Le BJP, en particulier, avait su tirer son épingle du jeu en accusant le parti du Congrès, au pouvoir à l’époque, de laxisme et en se présentant comme le parti de l’intransigeance et de la justice. Devant l’ampleur de la mobilisation populaire, le gouvernement avait été contraint de convoquer un comité – présidé par le juge J. S. Verma – pour faire des propositions de réforme, lesquelles se sont matérialisées en 2013 dans une loi modifiant le Code pénal et une loi sur le harcèlement sexuel des femmes au travail : reconnaissance du harcèlement sexuel en entreprise, interdiction du « test des deux doigts » lors des contrôles de police dans les affaires de viol, accès obligatoire et gratuit aux hôpitaux pour toutes les victimes et reconnaissance du délit spécifique du vitriolage, encore répandu en Inde, avec une peine plancher de dix ans d’emprisonnement. Mais, loin de donner les moyens de changer le quotidien de millions de femmes, les annonces du gouvernement se sont bornées à une surenchère médiatique et répressive. Alors même que le rapport du comité Verma préconisait des moyens structurels et excluait la peine de mort, la réforme de 2013 a introduit une peine plancher de sept ans pour tout viol et la peine de mort pour tout viol collectif ou viol ayant entrainé la mort. Au cours de cette séquence, le BJP a su capitaliser sur son opposition en cherchant à incarner une certaine fermeté juridique, réputation contribuant à son accession au pouvoir en 2014.
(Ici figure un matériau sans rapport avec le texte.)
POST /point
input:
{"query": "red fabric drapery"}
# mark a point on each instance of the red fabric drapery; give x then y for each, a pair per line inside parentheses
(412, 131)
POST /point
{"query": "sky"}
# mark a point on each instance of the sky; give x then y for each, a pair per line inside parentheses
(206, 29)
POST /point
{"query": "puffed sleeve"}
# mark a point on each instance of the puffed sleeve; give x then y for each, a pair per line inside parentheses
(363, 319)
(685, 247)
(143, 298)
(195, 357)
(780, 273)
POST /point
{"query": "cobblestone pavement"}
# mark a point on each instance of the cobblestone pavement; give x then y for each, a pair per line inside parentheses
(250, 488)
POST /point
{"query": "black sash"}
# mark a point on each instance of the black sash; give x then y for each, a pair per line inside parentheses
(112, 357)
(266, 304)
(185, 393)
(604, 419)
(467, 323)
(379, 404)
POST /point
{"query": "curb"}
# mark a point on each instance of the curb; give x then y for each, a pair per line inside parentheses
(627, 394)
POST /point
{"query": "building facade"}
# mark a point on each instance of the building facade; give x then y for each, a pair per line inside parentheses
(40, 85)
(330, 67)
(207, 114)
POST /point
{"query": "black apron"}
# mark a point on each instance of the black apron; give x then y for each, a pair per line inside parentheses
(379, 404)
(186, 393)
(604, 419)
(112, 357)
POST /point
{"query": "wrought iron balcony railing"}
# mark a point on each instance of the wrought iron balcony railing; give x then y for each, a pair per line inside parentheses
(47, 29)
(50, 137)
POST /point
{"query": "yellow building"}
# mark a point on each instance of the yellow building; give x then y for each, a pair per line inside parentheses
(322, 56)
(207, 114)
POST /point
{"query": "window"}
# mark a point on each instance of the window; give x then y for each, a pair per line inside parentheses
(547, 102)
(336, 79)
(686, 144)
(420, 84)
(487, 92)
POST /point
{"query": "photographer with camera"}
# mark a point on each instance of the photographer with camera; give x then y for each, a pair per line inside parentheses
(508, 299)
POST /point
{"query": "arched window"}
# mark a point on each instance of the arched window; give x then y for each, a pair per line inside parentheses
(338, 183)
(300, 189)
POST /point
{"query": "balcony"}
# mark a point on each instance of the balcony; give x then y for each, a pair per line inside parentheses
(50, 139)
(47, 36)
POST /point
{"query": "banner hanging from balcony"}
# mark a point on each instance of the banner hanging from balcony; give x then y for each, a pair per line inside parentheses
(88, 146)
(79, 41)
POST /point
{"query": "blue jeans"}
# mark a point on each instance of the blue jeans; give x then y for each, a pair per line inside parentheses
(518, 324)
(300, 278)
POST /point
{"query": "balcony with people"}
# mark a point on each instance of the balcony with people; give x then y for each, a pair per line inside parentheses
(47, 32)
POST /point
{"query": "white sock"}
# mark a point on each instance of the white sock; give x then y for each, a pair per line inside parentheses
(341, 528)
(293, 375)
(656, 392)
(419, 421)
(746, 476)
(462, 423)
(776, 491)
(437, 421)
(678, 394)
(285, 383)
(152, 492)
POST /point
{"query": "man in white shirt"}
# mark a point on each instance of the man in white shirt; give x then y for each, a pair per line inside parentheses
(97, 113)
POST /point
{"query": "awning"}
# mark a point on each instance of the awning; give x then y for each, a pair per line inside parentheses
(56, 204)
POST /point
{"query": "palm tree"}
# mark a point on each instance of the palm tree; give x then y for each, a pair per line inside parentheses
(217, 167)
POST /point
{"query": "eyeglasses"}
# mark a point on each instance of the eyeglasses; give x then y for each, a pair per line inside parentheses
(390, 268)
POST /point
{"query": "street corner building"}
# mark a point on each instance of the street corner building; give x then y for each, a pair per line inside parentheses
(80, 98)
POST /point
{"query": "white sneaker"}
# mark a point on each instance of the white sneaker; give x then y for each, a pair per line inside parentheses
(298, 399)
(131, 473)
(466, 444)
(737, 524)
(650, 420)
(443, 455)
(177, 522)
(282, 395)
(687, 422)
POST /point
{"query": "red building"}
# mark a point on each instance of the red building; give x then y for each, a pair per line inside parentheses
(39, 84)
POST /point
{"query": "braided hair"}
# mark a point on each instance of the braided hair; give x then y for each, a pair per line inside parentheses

Le BJP, champion de l’instrumentalisation de la lutte pour les droits des femmes
La mobilisation actuelle a pris un caractère d’autant plus politique qu’elle s’est étendue à d’autres secteurs du monde du travail. La gauche s’est efforcée de se distinguer des revendications du BJP, mais n’a pas pour autant réussi à lui faire perdre la direction du mouvement de contestation, du moins médiatiquement. Le parti de Modi, qui déclare plus de 150 millions de membres et a une implantation significative dans le monde du travail, a été à l’initiative d’une grève. Le 28 août, une « Bangla Bandh » – ou grande grève du Bengale – de douze heures a mis à l’arrêt une grande partie des usines, des services de transport, des écoles (surtout primaires), des livreurs (à vélo, à moto ou en camion, qui composent une grande partie de la classe ouvrière du pays) et du petit commerce.
Une part non négligeable des travailleurs mobilisés ont essayé de participer à l’action tout en se distinguant du BJP, mais la couverture médiatique s’est focalisée sur le rôle du parti de Modi, les médias pro-BJP pour montrer la force de la mobilisation, leurs opposants pour décrédibiliser la mobilisation, dans un des États traditionnellement parmi les plus à gauche du pays. Cependant, au vu de la violence qui existe entre différentes franges des manifestants, il est permis de douter de la direction unanime des militants du BJP dans cette mobilisation. Ces derniers sont régulièrement attaqués dans les manifestations et de violents heurts ont parfois éclaté, comme lors de la manifestation appelée par le principal syndicat étudiant de la région. Le BJP n’en est pas à son coup d’essai et épouse volontiers la posture de victime pour rallier à son camp. Une stratégie payante étant donné le niveau de répression contre les manifestants. Un certain nombre de militants de l’AITC, le parti de Mamata Banerjee, ont même été accusés d’avoir lancé des grenades et tiré à balles réelles sur des militants et hauts responsables du BJP. Dans les États dirigés par le BJP en revanche, le parti au pouvoir n’a pas pu mener la même campagne de récupération. C’est le cas dans l’État du Maharastra, par exemple, et sa capitale Mumbai (Bombay), où une grande grève a eu lieu le 24 août dernier, coupant les réseaux ferroviaires et menant à des manifestations massives. Dans cet État, où la coalition d’opposition vient de dénoncer des abus sexuels dans le milieu scolaire, le BJP est mis en accusation pour sa politique et pour la hausse du nombre de crimes et violences commises contre les femmes.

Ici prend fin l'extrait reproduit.